Esquerra Republicana no ha tardado en reaccionar ante este escenario de debilidad de sus socios de gobierno. Los republicanos han marcado territorio de forma inmediata y han advertido a la CUP que la marcha de los posconvergentes lo cambia todo. La formación ya presiona públicamente al alcalde para imponer sus propias condiciones si quiere que sigan sosteniendo su ejecutivo.
En un comunicado emitido este martes, ERC ha calificado la nueva situación de «incertidumbre institucional». Sin embargo, lejos de arrimar el hombro de forma incondicional para salvar la estabilidad de Girona, han optado por la ambigüedad calculada.

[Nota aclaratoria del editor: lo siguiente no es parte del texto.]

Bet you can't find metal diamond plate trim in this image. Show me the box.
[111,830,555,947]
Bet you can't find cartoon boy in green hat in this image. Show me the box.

El partido ha avisado que analizará con lupa cualquier propuesta que Salellas les ponga sobre la mesa en las próximas fechas.
La primera exigencia de los republicanos pasa por una remodelación profunda del cartapacio municipal. Exigen un nuevo reparto de poder y competencias para compensar la salida de los concejales de Junts. Con este movimiento, ERC intenta ganar un peso político que las urnas no le otorgaron del todo, estirando la cuerda de la negociación.
Para ERC, la crisis de gobierno actual solo evidencia problemas internos que, según denuncian, vienen de lejos. Sostienen que el funcionamiento del Ayuntamiento arrastra carencias graves que el alcalde de la CUP no ha sabido resolver. Unas críticas que demuestran la desconfianza mutua que impera entre los socios de la izquierda independentista.
A pesar de la evidente tensión, ERC se ha puesto «a disposición» para negociar una salida viable a la crisis. Prometen buscar soluciones para lograr una Girona «más gobernable», asumiendo un rol de supuesta moderación y responsabilidad. Una declaración de intenciones que choca con la inestabilidad real que sus propias exigencias generan en la práctica.